Ahoi hoi folks,
as I have various smaller points I would like to mention/outline, I thought creating a comprehensive post would be better than creating one for each. However, if the latter is preferred, I can of course also adapt things accordingly. Please just let me know. Within the comments/points, typos and words/phrases that should be added/changed are marked in bold.
-
cell 7: maybe add info that there won’t be any output yet
-
model graphic: “…input and sets …”, “…either predict (for classifiers or regressors)…”,“…are specific to each type of model.”
-
I think the train-test split could be explained more in-depth given it’s central importance, maybe a brief example/graphic could be added to stress the corresponding bias
-
maybe some information/pointers wrt different scoring functions could be added, both in reference to the manually conducted one (cell 11/12/13) and the one utilized within “score”
-
adding the distribution plots from the previous lecture again (e.g.) could be helpful for participants, maybe also add a graphic showing the performance of the model so that participant have all aspects: model, score and visualization
-
exercise M1.03: maybe this was just a problem on my end, but the exercise notebook is incomplete and has the actual solution in it
-
preprocessing for numerical features:
- cell 6: maybe add note that calling
.fit
has no output - cell 11: “and will assign automatically a name at steps based on the name of the classes.” → not entirely clear/sure what this means
- cell 15: “…which was not scaling features.”

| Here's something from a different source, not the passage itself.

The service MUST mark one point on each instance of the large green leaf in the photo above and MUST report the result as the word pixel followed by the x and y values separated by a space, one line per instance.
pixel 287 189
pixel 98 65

- cell 17: “We see that scaling the data before training the logistic regression …”
- cell 17 in Warning: “There is also the catastrophic scenario …”
- Model evaluation using cross-validation: “….aggregating the model’s statistical performance.”
- cell 18: “Additional information can be returned, …”
- cell 6: maybe add note that calling
I hope the points/comments are understandable. If not, please let me know if you have questions.
HTH, cheers, Peer